Izaya ainda o fitava, confuso. Respirou fundo, avançando um passo na direção do moreno.

— Droga, isso não é o ideal… Tá longe de ser, na verdade. Eu queria que você se sentisse especial, tão especial quanto você é pra mim… Você é um infeliz e eu sempre vou te odiar, mas eu também…meio que…sabe? Ugh, você sabe que eu não sou bom com essas coisas…

Shizuo parecia prestes a entrar em combustão espontânea a qualquer momento de tão intenso que era seu rubor. Enquanto isso, Izaya observava-o atentamente, em um misto de incredulidade, curiosidade e divertimento.

— Não tô pedindo pra você usar um vestido e subir num altar comigo, só… — o loiro começava a entrar em desespero em busca das palavras que pareciam fugir de seu alcance na medida em que as necessitava — Quero poder ser a pessoa que você procura pra falar do seu dia, do que te incomoda, do que você gosta…

Com a maior gentileza que podia canalizar aos membros, Shizuo envolveu as mãos do informante com as suas, incluindo a caixinha no nó de dedos. Seu corpo todo ardia em brasa e seu pulso vibrava com adrenalina, fazendo seu coração disparar. A proximidade deles era suficiente para que o guarda-costas se inclinasse e encostasse sua testa à do informante. E, em um sussurro tão tímido quanto verdadeiro:

— Eu te amo, Izaya. Casa comigo?

Com os olhos arregalados, o moreno, pela primeira vez provavelmente em sua vida inteira, não tinha palavras.

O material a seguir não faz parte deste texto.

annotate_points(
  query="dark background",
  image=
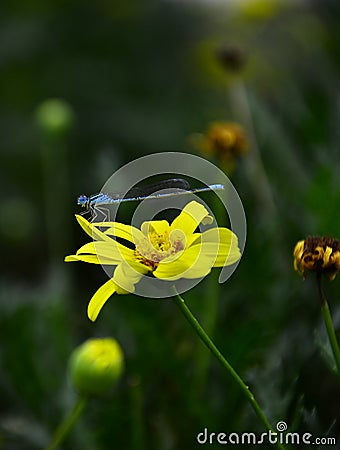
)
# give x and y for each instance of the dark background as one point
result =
(142, 77)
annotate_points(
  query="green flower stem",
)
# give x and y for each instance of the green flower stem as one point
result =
(212, 347)
(66, 426)
(329, 326)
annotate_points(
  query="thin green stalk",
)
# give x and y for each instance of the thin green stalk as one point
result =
(329, 325)
(212, 347)
(66, 426)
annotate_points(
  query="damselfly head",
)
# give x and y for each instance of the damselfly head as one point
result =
(82, 200)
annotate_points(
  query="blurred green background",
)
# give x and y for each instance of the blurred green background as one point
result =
(143, 77)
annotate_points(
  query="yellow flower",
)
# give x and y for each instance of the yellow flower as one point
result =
(319, 254)
(168, 252)
(225, 141)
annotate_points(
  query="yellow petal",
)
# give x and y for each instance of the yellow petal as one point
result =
(123, 231)
(191, 216)
(91, 230)
(92, 259)
(100, 298)
(110, 250)
(126, 277)
(157, 226)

De todo um universo de ações inesperadas, Izaya nunca imaginara aquele cenário, fosse com Shizuo ou com qualquer outra pessoa.

Bem…talvez especialmente não com Shizuo.

— …Isso é sério?

— É.

Agora, com aquelas íris cor de mel transparecendo toda a honestidade da declaração do monstro que sempre fora verdadeiro demais para se passar por humano, Izaya sentia-se nu. Shizuo conseguira ver através dele como vidro desde o começo e, mesmo assim, ficara.

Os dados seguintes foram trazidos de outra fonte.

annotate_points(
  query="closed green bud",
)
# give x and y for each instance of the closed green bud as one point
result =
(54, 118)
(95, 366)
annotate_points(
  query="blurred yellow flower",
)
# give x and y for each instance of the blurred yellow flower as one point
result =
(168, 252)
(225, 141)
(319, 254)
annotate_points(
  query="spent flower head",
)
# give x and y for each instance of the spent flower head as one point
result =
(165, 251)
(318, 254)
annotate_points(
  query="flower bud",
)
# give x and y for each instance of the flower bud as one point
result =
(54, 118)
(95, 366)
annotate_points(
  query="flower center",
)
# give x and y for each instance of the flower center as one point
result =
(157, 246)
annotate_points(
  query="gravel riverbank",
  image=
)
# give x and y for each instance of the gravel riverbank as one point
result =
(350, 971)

Não havia nada mais desprezível no informante para descobrir; o loiro já conhecia sua malícia e suas tramas. Sabia de sua personalidade doentia e de seus defeitos, e, mesmo assim…ficara.

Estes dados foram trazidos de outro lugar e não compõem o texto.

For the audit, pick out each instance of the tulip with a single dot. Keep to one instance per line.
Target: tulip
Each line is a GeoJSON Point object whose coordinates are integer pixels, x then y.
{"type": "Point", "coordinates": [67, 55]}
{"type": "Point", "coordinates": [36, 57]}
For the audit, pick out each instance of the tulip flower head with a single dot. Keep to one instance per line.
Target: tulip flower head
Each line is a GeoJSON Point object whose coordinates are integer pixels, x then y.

Não importava o quanto tentasse, nunca conseguiria entender.

— O que você acha que vou responder? — enfim indagou, tentando tirar o peso da “grande pergunta”.

— Considerando seu orgulho gigantesco, recusar e zombar de mim pelo resto da minha vida. — Shizuo respondeu, adicionando um sorriso ao final da frase.

— Que bom que você sabe que vou zombar de você pelo resto da sua vida.

Demorou um tempo para cair a ficha. Quando o guarda-costas afastou o rosto do moreno, pode ver os tons de rubro se alastrarem por sua face, e só então percebeu que a mão esquerda do menor estava estendida de palma para baixo em frente a ele.

As mãos de Shizuo tremiam enquanto tirava a aliança prateada do suporte e deslizava-a até encaixar perfeitamente no dedo anelar do informante. As de Izaya também, embora apenas sutilmente, enquanto repetia o processo na mão correspondente do mais novo. Depois de pronto, seus dedos se encaixaram perfeitamente entre os do outro, selando os votos silenciosos.

— Achei que você quisesse ter uma vida pacífica. — o menor provocou.

— Eu quero. — ele respondeu, puxando a mão do mais velho para seus lábios — Mas é ou ter você, ou ter uma vida pacífica.

Izaya riu porque sabia ser verdade.

— Ahh, o amor é mesmo estúpido, Shizu-chan.